The Case of Chiou Ho-shun
Last updated: August 2011
The Case of Chiou Ho-shun (邱和順)
Confession of an accused not extracted by violence, threat, inducement, fraud, exhausting interrogation, unlawful detention or other improper means … may be admitted as evidence.~Code of Criminal Procedure, Article 156
Significance: Taiwan’s longest-running criminal case: The defendant is faced with execution after 24 years in custody and 12 trials.
Summary: Chiou (along with 11 codefendants) was arrested in 1988 and held incommunicado for four months. During these months he was repeatedly interrogated and confessed, a confession he later retracted claiming that he was tortured. In 1993, a Control Yuan investigation unearthed tapes of interrogation sessions, and concluded that police had used torture. A number of police officers were impeached, and later convicted by criminal court. Despite this and lack of material evidence, the case dragged on for another 8 years until now.
Details: On Dec. 21, 1987, a nine-year-old boy named Lu Cheng disappeared in Hsinchu while walking home from school. Lu’s family began receiving calls from the kidnapper the same day. They negotiated and paid a ransom, but their son was never recovered.
Nine months later, police received a tip from an informant, apparently offered to secure reward money. Based on that tip,12 people were arrested, Chiou among them.
Police held the defendants incommunicado for four months, during which time they were subjected to torture and confessed to kidnapping and killing Lu. They also confessed to another unsolved crime that occurred in November 1987, the murder and dismemberment of a female insurance agent, Ko Hung Yu-lan.
Prosecutors combined the cases and charged the defendants with both murders. The defendants then retracted their confessions and said they had been tortured.
In the 1990s, an investigation by the Control Yuan uncovered taped interrogation sessions that confirmed the defendants’ claims of torture. The police involved were impeached and later convicted in criminal court.
The defendants’ confessions were not excluded as court evidence, however. Instead, only those sections of the tapes with clear evidence of torture were excluded.
In 2003, police revealed that Hu Kuan-pao, a death row inmate sentenced for a series of kidnappings, confessed to the Lu murder just before his execution. His claim was not investigated.
Material evidence: Fingerprints were found on a note from Lu’s kidnapper, but these did not match the defendants and were never identified. Lu’s body was never found and only parts of Ko Hung’s body were found. No murder weapons were found in either murder. The police seized a bag, rope and knife from Chiou’s home and said these had been used in the crimes, but no forensic tests linked them to either murder.

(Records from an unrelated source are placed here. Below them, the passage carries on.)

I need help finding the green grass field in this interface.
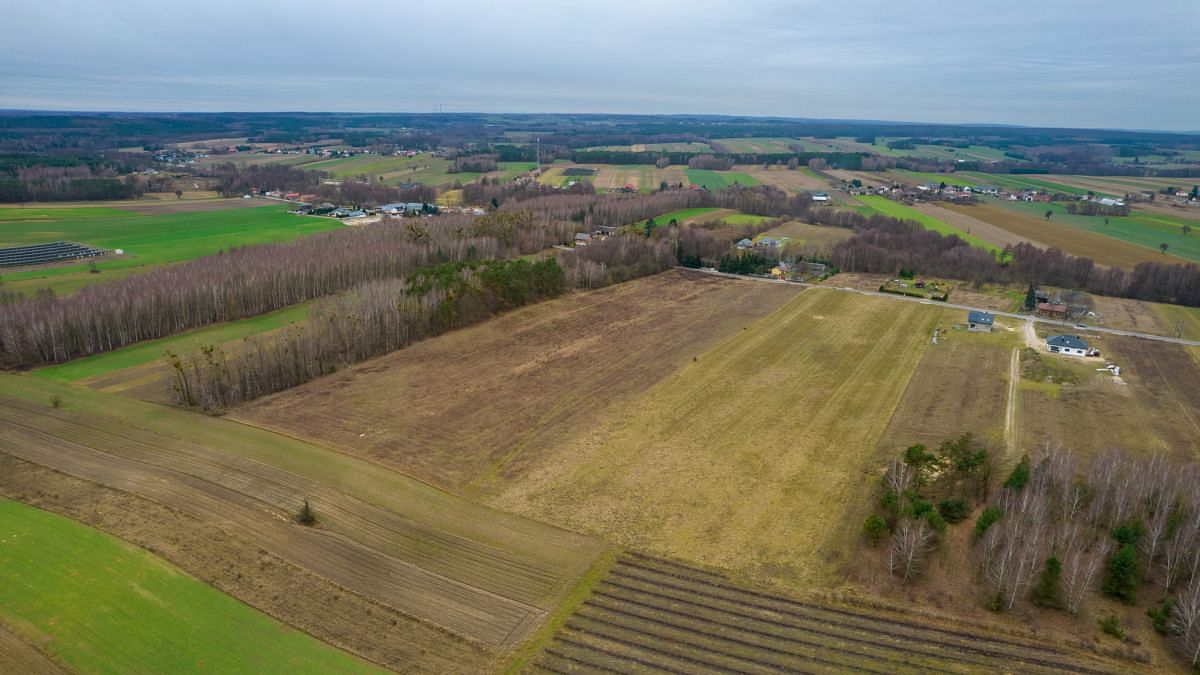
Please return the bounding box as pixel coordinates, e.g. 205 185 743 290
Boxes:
685 169 760 190
0 204 341 294
0 501 376 673
34 305 308 382
858 196 1001 253
996 199 1200 262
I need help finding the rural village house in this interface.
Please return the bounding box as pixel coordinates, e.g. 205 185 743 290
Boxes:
967 311 996 333
1046 335 1087 357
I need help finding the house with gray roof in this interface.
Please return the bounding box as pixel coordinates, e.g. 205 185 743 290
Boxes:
967 310 996 333
1046 335 1087 357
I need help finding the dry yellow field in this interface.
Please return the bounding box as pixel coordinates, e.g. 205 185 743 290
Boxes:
491 289 941 584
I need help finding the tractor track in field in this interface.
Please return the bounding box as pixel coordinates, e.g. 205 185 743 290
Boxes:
0 398 583 647
536 554 1110 674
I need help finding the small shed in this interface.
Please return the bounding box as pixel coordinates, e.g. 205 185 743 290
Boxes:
967 311 996 333
1046 335 1087 357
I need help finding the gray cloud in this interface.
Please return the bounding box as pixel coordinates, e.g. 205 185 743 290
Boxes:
0 0 1200 130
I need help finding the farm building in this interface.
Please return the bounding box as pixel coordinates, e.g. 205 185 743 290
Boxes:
1038 303 1067 318
1046 335 1087 357
967 311 996 333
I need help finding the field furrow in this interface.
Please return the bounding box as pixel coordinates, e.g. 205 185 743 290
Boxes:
535 554 1106 673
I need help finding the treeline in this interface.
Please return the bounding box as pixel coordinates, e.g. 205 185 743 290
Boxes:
168 258 566 403
0 155 143 203
0 214 575 368
205 162 329 197
974 448 1200 667
825 209 1200 306
558 234 676 288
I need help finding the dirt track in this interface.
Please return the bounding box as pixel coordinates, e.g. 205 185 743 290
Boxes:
0 625 67 675
0 399 595 647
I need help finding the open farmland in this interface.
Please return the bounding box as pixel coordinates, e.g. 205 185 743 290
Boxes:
995 201 1200 262
713 138 797 155
684 169 758 190
535 555 1108 674
233 271 797 491
0 376 602 658
492 283 940 584
762 220 854 251
859 196 1001 252
0 199 342 294
0 500 372 673
1018 325 1200 461
34 300 308 386
738 166 829 192
878 310 1021 461
946 201 1182 269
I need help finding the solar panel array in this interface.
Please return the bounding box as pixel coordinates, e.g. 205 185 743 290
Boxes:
0 241 108 267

The kidnapper’s voice in the Lu case was recorded over the phone, and the prosecution said this voice matched one of the defendants, yet the recording was never produced in court and its whereabouts are unknown. The prosecution submitted only select excerpts of a graphic voice analysis. The method of this analysis and the technology used did not comply with the Ministry of Justice’s procedures for voice analysis. Moreover, when the defense asked to see the complete analysis, prosecutors said they no longer have it and that only nine photocopies of excerpts remain, along with two reports on the analysis.
Current status of the case: Of the original 12 defendants, only Chiou and two others ( Lin Kun-ming and Wu Shu—zhen) were still undergoing trials and appeals as of August 2011. Of these, Chiou is the only one who is faced with the death penalty. On May 12, their 11th trial at the High Court, Lin was sentenced to 17 years and Wu to 10. Chiou, again, was sentenced to death. Their appeal to the Supreme Court, the court of final appeal, was rejected on July 28. Also rejected was an application for extraordinary appeal by the Attorney General. The defense attorneys have also applied to the High Court for a retrial. The prospect of a retrial is widely regarded as unpromising.
(Of the other nine, one passed away in prison and another eight who were sentenced to between 10 and 16 years, and eventually dropped their appeals. On the forms to waive their appeals, they maintained their innocence and said they were giving up only to avoid wasting more years in detention.)